Предлагаемый учебник подготовлен кафедрой этики философского факультета Московского Государственного университета им. М.В. Ломоносова. В нем получили отражение научные достижения и педагогический опыт, накопленные за последние годы.

Своеобразие нового учебника состоит в том, что он имеет, на наш взгляд, недоктринальный характер. Его основная задача - систематизировать этические знания в их объективном общезначимом содержании. Преимущественный акцент сделан не на сопоставлении и внутренних спорах различных философских направлений, а на самих моральных понятиях, проблемах, идеях, коллизиях. При этом авторы, разумеется, опирались на историю европейской этики, нравственной культуры, современные дискуссии по вопросам морали.

Учебник предназначен для студентов философских факультетов, студентов всех гуманитарных специальностей, аспирантов. Он может быть интересен также для представителей других наук, которые желают получить обобщенное представление о современном состоянии этики.

Выражаем благодарность Российскому гуманитарному научному фонду, поддержкой которого авторы пользовались при написании данной работы.

ВВЕДЕНИЕ. О ПРЕДМЕТЕ ЭТИКИ

Этика - философская наука. Этим обусловлены особенности и трудности, связанные с определением ее предмета.

Систематическое изучение наук как учебных дисциплин традиционно начинается с обозначения их предметной области. Предполагается, что предварительное представление о предмете той или иной науки, достаточное для того, чтобы идентифицировать ее в ряду других областей знания, человек может получить уже до изучения самой науки. Так, например, простого наблюдения и элементарной образованности достаточно для того, чтобы усвоить, что геология изучает строение Земли, а биология - жизнь, и научиться отличать их друг от друга. В философии дело обстоит иначе. Предметную область философии нельзя зафиксировать в личном опыте, посредством наблюдения, т.е. до изучения самой философии.

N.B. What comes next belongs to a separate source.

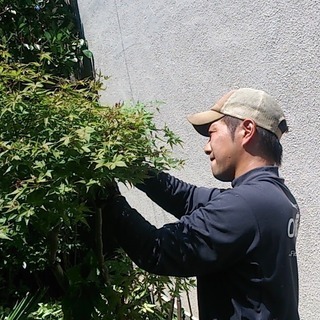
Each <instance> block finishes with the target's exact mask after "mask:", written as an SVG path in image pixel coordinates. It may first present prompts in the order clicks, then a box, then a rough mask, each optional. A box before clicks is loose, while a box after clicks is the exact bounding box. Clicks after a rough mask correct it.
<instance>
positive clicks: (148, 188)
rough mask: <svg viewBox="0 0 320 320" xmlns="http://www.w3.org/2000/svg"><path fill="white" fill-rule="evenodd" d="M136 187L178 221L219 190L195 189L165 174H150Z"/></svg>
mask: <svg viewBox="0 0 320 320" xmlns="http://www.w3.org/2000/svg"><path fill="white" fill-rule="evenodd" d="M136 187H137V188H138V189H140V190H141V191H143V192H145V193H146V195H147V196H148V197H149V198H150V199H151V200H152V201H154V202H155V203H156V204H158V205H159V206H160V207H161V208H162V209H164V210H165V211H167V212H169V213H171V214H173V215H174V216H175V217H177V218H178V219H179V218H181V217H182V216H183V215H186V214H190V213H191V212H193V211H194V210H195V209H196V208H198V207H201V206H203V205H205V204H206V203H207V202H208V201H209V200H210V199H212V198H213V197H214V196H215V195H217V194H219V193H221V192H222V191H223V190H221V189H217V188H216V189H212V188H211V189H209V188H204V187H197V186H195V185H191V184H188V183H186V182H183V181H181V180H179V179H177V178H175V177H174V176H171V175H170V174H168V173H165V172H159V173H155V172H150V176H149V178H148V179H146V180H145V181H144V182H143V183H140V184H137V185H136Z"/></svg>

Вопрос о том, что изучает философия (что такое философия), является одним из центральных вопросов самой философии. В известном смысле философия сама создает и уточняет свой предмет. Если сопоставлять между собой по этому критерию различные философские традиции, то обнаружится, что в позитивной части между ними мало общего. Они едины только в констатации того, что философия говорит о чем-то таком, о чем не говорят все прочие науки и искусства. Так, например, для Канта предметом философии была критика разума, установление его границ, а для Фейербаха - критика религии, выявление ее земных корней. Различным было соответственно и их понимание этики. Для Канта она совпадала с долгом, для Фейербаха - со счастьем.

Можно было бы с целью выделения предметной области этики сослаться на присущий каждому человеку опыт внутренних переживаний, выражаемый в понятии совести, или на оценочное отношение к миру, фиксируемое в понятиях добра и зла. Однако достаточно подойти к вопросу с критериями самой элементарной строгости, чтобы обнаружить: мы не можем сказать, что скрыто за этими терминами, не можем каким-либо иным способом (помимо самих этих терминов) зафиксировать обозначаемую ими реальность. Они на самом деле оказываются неизвестными величинами. Говоря иначе, на предмет этики нельзя указать пальцем.

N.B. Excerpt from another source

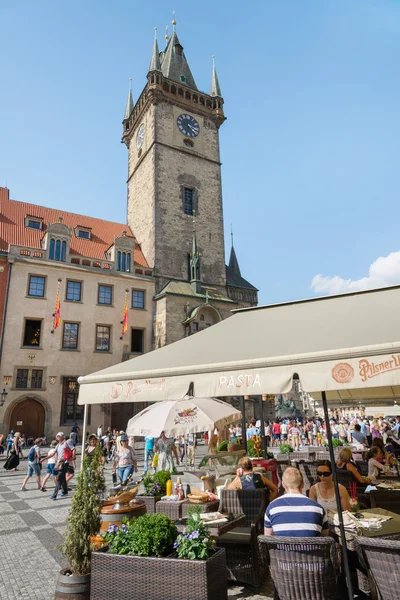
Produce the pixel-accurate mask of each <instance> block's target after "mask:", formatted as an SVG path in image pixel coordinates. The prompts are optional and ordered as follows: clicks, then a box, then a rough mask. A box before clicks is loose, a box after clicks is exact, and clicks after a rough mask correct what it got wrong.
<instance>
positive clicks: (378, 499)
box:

Сложившаяся школьная практика систематического изложения требует начинать курс этики с темы ее предмета. Своеобразие этики не позволяет сделать этого. О том, что изучает этика, можно узнать только после изучения самой этики. Выходом из данного затруднения в рамках недоктринальной версии курса этики может стать исторический обзор взглядов о том, как понимался ее предмет.

АРИСТОТЕЛЬ: СТАНОВЛЕНИЕ ЭТИКИ

Возникновение этики как термина и особой систематизированной дисциплины связано с именем Аристотеля. Термин "этика" входит в название всех трех сочинений Аристотеля, посвященных проблемам нравственности, и несет в них основную содержательную нагрузку. Сочинения эти называются: "Никомахова этика", "Эвдемова этика", "Большая этика". В последующем этика также остается одним из типичных названий философских произведений (например, "Этика, или Познай самого себя" Абеляра, "Этика" Спинозы, "Этика" Николая Гартмана) и становится общепринятым обозначением учебной дисциплины. Аристотель говорил об этике, по крайней мере, в трех смыслах: как об этической теории, этических книгах, этической практике (см. Вторая Аналитика. Кн. 1, гл. 33-98 в; Политика. Кн. 2, гл. 5-1261 а; Большая этика. Кн. 1, гл. 1-1181 в; Риторика. 1356 а).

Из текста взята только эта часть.